Esto se escribió con exultación, en 1584, todavía en la luz del Renacimiento; setenta años después, no quedaba un reflejo de ese fervor y los hombres se sintieron perdidos en el tiempo y en el espacio. En el tiempo, porque si el futuro y el pasado son infinitos, no habrá realmente un cuándo; en el espacio, porque si todo ser equidista de lo infinito y de lo infinitesimal, tampoco habrá un dónde. Nadie está en algún día, en algún lugar; nadie sabe el tamaño de su cara. En el Renacimiento, la humanidad creyó haber alcanzado la edad viril, y así lo declaró por boca de Bruno, de Campanilla y de Bacon. En el siglo XVI la acobardó una sensación de vejez; para justificarse, exhumó la creencia de una lenta y fatal degeneración de todas las criaturas, por obra del pecado de Adán. (En el quinto capítulo del Génesis consta que “todos los días de Matusalén fueron novecientos setenta y nueve años”; en el sexto, que “había gigantes en la tierra en aquellos días”).

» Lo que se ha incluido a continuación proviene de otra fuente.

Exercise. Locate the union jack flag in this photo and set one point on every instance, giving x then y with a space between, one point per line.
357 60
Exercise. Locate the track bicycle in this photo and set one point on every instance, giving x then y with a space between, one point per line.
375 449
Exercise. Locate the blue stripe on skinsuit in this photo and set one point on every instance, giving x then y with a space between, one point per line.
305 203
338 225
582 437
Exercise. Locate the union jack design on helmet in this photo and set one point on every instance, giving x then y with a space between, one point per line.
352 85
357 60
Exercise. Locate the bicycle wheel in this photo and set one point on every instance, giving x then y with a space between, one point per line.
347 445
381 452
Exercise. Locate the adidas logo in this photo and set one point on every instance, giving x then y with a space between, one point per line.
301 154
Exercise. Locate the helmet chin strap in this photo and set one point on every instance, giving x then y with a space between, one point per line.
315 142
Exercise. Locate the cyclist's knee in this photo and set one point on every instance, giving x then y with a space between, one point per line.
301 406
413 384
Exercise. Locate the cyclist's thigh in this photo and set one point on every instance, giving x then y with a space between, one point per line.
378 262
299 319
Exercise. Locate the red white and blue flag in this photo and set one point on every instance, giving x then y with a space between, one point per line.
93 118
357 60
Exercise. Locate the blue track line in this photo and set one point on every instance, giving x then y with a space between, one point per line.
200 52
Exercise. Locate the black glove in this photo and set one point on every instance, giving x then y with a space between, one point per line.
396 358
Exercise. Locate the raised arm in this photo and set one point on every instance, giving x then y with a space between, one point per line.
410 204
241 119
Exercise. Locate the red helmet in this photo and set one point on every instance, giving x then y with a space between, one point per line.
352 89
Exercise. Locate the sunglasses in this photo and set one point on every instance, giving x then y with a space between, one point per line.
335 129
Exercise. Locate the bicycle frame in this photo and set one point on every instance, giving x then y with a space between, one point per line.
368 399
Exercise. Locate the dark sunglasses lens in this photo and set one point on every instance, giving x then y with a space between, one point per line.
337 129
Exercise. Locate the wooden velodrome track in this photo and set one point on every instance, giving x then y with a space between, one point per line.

El primer aniversario de la elegía Anatomy of the World, de John Donne, lamentó la vida brevísima y la estatura mínima de los hombres contemporáneos, que son como las hadas y los pigmeos; Milton, según la biografía de Johnson, temió que ya fuera imposible en la tierra el género épico; Glanvíll juzgó que Adán, “medalla de Dios”, gozó de una visión telescópica y microscópica; Robert South famosamente escribió: “Un Aristóteles no fue sino los escombros de Adán, y Atenas, los rudimentos del Paraíso”. En aquel siglo desanimado, el espacio absoluto que inspiró los hexámetros de Lucrecio, el espacio absoluto que había sido una liberación para Bruno, fue un laberinto y un abismo para Pascal. Éste aborrecía el universo y hubiera querido adorar a Dios, pero Dios, para él, era menos real que el aborrecido universo. Deploró que no hablara el firmamento, comparó nuestra vida con la de náufragos en una isla desierta. Sintió el peso incesante del mundo físico, sintió vértigo, miedo y soledad, y los puso en otras palabras: “La naturaleza es una esfera infinita, cuyo centro está en todas partes y la circunferencia en ninguna”. Así publica Brunschvicg el texto, pero la edición crítica de Tourneur (París, 1941), que reproduce las tachaduras y vacilaciones del manuscrito, revela que Pascal empezó a escribir effroyable: “Una esfera espantosa, cuyo centro está en todas partes y la circunferencia en ninguna”.
Quizá la historia universal es la historia de la diversa entonación de algunas metáforas.
Buenos Aires, 1951.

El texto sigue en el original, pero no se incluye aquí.